Crise du Scanning au Port de Douala-Bonabéri :
Le PAD sort du silence et recadre le GECAM

Dans un communiqué de presse incisif publié le 13 février 2026, la Direction Générale du Port Autonome de Douala (PAD) a tenu à apporter des clarifications majeures suite aux récentes préoccupations du patronat camerounais (GECAM). Entre rappel des missions régaliennes et dénonciation d’un « blocage douanier », l’Autorité Portuaire joue la carte de la fermeté. Toutefois, le PAD invite l’ensemble de la chaîne logistique à privilégier un « dialogue constructif » afin de garantir la continuité des opérations, dans l’intérêt supérieur du commerce extérieur et des économies de la sous-région…
Le point de départ de cette mise au point est le communiqué du Groupement des Entreprises du Cameroun (GECAM) daté du 12 février 2026.

Un étonnement face à la démarche du GECAM
Le PAD exprime ouvertement son « étonnement » face à la méthode employée par le groupement patronal.
L’Autorité Portuaire regrette que le GECAM, dont elle est pourtant membre actif, n’ait pas privilégié la voie de la concertation directe. Selon le PAD, une démarche prudente de consultation habituelle aurait permis d’éviter des interprétations erronées sur l’organisation du scanning des marchandises.
Sécurité et performance : les piliers de la réorganisation
Face aux critiques visant le dispositif de contrôle, le Port Autonome de Douala rappelle que sa mission repose sur un équilibre délicat entre les impératifs de sûreté et les exigences de compétitivité. La réorganisation en cours du scanning des flux imports/exports, qualifiée de contrôle non-intrusif, répond ainsi à plusieurs priorités stratégiques.
D’une part, ces mesures s’inscrivent strictement dans le cadre des lois en vigueur et des directives prescrites par le Premier Ministre, Chef du Gouvernement. D’autre part, elles visent à garantir la sécurité des navires, des personnes et des installations portuaires tout en préservant l’attractivité économique de la place de Douala-Bonabéri. L’objectif final demeure le maintien de tarifs compétitifs, essentiels pour soutenir la croissance des économies nationale et sous-régionale.

La question sensible des tarifs
Le communiqué du Chef de Division de la Communication et des Relations Publiques du PAD, apporte un éclairage crucial sur la tarification des services portuaires. Le PAD souligne que tout tarif appliqué est soumis à un processus rigoureux d’homologation par l’Autorité Portuaire Nationale (APN), après un long processus de consultation par les membres de la Communauté Portuaire eux-mêmes.
Le PAD précise que les tarifs actuels sont en vigueur depuis janvier 2019 et s’appliquent tant aux services du PAD qu’aux opérateurs privés autorisés à exercer sur le combinat portuaire.
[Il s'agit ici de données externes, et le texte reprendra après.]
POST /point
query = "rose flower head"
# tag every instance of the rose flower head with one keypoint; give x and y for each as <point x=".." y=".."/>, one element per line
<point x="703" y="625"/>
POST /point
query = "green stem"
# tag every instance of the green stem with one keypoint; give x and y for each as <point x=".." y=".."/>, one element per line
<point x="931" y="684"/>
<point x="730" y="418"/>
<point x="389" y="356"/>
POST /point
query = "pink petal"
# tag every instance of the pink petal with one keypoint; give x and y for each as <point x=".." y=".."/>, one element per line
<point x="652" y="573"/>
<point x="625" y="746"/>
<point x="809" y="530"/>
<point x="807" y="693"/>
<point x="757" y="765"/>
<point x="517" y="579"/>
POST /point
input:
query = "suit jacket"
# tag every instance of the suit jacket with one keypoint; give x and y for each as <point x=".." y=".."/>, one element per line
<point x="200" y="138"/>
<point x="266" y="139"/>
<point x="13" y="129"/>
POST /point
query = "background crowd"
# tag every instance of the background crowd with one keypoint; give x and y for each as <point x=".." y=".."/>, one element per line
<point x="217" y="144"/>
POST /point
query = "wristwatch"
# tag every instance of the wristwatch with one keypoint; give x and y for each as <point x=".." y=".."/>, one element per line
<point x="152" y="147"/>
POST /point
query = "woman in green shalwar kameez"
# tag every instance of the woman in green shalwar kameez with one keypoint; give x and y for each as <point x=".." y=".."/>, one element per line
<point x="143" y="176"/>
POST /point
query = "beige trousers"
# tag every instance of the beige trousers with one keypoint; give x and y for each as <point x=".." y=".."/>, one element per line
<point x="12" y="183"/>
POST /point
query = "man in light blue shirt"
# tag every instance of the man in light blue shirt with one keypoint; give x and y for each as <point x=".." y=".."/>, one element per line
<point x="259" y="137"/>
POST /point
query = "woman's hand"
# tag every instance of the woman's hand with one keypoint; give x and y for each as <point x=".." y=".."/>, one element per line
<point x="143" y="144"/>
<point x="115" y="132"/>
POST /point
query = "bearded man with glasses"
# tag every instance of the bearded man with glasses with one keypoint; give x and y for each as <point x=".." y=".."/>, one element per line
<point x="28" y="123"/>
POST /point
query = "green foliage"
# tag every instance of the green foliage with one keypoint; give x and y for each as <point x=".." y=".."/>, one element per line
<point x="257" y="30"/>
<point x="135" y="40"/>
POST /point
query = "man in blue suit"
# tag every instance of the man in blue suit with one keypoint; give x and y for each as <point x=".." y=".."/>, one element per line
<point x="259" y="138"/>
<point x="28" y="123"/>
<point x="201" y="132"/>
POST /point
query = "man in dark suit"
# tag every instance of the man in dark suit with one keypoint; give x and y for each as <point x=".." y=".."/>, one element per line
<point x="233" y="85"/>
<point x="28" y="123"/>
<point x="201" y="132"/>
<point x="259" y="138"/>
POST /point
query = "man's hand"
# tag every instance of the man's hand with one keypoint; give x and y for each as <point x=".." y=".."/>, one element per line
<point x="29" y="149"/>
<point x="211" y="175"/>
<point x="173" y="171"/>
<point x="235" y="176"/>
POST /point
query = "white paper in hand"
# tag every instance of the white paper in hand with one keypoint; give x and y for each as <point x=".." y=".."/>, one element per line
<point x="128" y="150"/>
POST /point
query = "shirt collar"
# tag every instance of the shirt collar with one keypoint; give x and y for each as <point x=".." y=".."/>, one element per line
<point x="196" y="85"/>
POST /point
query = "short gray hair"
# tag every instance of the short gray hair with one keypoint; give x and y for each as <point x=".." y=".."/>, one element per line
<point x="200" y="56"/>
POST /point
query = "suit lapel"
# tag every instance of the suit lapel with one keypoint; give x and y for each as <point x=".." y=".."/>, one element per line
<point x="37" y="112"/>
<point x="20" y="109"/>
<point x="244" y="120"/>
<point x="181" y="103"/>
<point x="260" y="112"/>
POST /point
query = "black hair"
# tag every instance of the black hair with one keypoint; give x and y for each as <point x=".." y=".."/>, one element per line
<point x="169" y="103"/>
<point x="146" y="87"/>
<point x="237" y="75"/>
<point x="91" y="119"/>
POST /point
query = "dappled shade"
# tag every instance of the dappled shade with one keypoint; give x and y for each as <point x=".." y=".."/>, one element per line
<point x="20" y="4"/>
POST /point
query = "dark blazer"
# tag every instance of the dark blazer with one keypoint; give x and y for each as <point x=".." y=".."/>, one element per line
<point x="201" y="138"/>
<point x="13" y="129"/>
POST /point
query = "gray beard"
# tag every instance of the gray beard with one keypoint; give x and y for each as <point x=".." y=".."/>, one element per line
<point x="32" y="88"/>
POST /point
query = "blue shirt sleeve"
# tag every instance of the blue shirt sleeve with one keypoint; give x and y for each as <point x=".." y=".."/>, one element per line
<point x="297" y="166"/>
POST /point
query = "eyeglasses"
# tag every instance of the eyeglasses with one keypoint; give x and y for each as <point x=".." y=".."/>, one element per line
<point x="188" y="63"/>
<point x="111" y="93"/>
Le « risque systémique » : L’Administration des Douanes pointée du doigt
C’est sans doute le point le plus saillant du communiqué : le PAD déplace la responsabilité des tensions actuelles vers l’Administration des Douanes. L’Autorité Portuaire affirme sans détour que la décision unilatérale des Douanes de ne plus procéder à la liquidation des déclarations constitue le véritable « risque systémique » pour l’activité économique, et non le principe du scanning intégral des marchandises.
Un appel au dialogue pour la continuité des opérations
Malgré les tensions, le Port de Douala-Bonabéri se veut rassurant et rappelle l’existence d’instances de dialogue comme le Comité Consultatif d’Orientation de l’activité portuaire (CCO’PAD). En somme , le PAD invite l’ensemble de la chaîne logistique à privilégier un « dialogue constructif » afin de garantir la continuité des opérations, dans l’intérêt supérieur du commerce extérieur et des économies de la sous-région.